I have on occasion spoken disparagingly of the quality of classical music in Paris, but last night Susie and I went to a simply lovely concert that forces me to withdraw my disapproval. An organization of early music ensembles formed by young students and graduates of music schools in France has been putting on something called Festival Marin-Marais after the great seventeenth century viole player who was played by Gérard Depardieu in the beautiful film about Sainte-Colombe, Tous les Matins du Monde. [In the film, Depardieu’s son plays Marin Marais as a young man.] The festival consists of eighteen concerts, between September and November. We went to the Temple du Foyer de l’Ȃme on the curiously named rue du Pasteur-Wagner just north of Place de la Bastille. The concert, devoted to music of the seventeenth century, combined the efforts of two groups: Atys, six young women, three of whom play baroque violins and three of whom play violas da gamba, and Quadrivium Consort, five young men who play natural trumpets [no valves or keys] and a variety of oddly shaped cornets. The concert featured music by several composers of whom I had never heard, such as Johann Vierdanck and Pavel Josef Vejvanovsky. It was a delight. Early music is alive and well in Paris.
To get into the concert, I had not only to pay for tickets [dirt cheap – ten Euros each] but also fill out a form which asked, among other things, what instrument I play! This got me two cards, with our names on them, which apparently will gain us entrance to the remaining concerts. I was so delighted that as we left I dropped a fifty Euro bill in the collection basket.
Because we got there early, we were able to sit in the front row, and once again I observed something I have noticed before. What follows is a bit of inside baseball, so those not enamored of early music can surf on over to the Huffington Post. Baroque violins [and violas] differ from modern instruments in three notable respects. They use gut strings, not metal strings; they use bows differently constructed; and they do not have chin rests. The consequence of the first two differences is that they make a softer, less brilliant sound. The absence of the chin rest makes it harder to play in the higher positions. [In first position, the player makes use of the open strings and supports the instrument with the thumb under its neck. To shift to higher positions, you must move the left hand up the neck, until finally, in the very highest positions, it looks as though the performer is trying to stick her finger in her right ear.

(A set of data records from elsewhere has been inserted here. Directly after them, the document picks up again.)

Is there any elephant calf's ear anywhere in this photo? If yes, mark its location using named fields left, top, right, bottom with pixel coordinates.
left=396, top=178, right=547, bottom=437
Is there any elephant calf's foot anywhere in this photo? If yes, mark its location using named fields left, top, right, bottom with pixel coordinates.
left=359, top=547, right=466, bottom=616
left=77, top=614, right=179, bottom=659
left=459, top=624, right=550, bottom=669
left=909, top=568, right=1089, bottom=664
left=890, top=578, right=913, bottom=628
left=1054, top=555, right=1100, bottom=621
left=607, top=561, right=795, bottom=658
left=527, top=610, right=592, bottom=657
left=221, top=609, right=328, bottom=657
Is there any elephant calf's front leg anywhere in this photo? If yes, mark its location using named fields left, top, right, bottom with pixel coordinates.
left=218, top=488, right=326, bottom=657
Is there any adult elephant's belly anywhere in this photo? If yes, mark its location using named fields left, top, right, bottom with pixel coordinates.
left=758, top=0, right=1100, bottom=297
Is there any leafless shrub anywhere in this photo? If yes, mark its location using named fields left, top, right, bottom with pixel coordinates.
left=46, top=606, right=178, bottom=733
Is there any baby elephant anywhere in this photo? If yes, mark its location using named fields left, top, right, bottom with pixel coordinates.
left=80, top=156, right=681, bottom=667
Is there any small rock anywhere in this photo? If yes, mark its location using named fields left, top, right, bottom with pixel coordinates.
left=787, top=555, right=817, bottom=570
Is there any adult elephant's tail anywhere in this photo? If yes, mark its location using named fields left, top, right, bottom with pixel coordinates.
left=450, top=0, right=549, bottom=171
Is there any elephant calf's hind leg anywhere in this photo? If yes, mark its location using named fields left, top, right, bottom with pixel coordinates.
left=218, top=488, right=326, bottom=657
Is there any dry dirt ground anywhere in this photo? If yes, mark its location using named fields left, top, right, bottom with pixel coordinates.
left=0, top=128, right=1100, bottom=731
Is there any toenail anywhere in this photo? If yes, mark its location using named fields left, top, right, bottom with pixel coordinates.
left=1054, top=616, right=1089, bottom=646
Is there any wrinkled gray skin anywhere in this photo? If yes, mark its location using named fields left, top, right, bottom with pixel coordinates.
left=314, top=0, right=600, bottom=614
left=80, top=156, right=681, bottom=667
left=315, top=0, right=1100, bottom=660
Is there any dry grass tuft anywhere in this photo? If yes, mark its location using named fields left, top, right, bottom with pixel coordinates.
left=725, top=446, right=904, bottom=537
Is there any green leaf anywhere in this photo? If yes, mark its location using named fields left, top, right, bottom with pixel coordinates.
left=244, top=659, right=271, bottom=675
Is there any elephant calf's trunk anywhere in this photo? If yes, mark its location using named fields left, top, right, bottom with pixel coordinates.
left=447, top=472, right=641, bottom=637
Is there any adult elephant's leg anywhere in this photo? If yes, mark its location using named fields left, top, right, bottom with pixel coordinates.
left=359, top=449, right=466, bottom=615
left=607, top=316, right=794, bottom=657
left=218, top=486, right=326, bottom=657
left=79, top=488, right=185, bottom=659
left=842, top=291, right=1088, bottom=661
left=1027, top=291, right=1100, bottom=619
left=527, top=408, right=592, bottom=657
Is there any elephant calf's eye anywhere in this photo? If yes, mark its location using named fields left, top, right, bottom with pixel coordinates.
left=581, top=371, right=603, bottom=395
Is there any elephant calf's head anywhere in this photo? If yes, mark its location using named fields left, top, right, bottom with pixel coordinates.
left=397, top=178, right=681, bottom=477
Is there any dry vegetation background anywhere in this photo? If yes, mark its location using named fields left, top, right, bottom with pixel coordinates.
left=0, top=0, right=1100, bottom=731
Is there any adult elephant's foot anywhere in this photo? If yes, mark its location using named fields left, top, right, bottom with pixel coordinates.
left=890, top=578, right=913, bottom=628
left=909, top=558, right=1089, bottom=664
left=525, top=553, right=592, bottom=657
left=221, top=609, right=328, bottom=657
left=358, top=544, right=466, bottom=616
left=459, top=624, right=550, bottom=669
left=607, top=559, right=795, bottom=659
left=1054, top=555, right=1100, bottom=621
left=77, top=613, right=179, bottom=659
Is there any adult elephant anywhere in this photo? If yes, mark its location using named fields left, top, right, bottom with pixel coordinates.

The chin rest is designed to allow the performer to clamp the violin between the chin and the shoulder and hold it so that the left hand is free to move up and down between positions.] I watched the three women playing baroque violins, and I think I am correct that not once did they ever have to play in anything but the first position, even though the music they were playing was on occasion quite complex. I came away thinking that with a little practice I could play that music.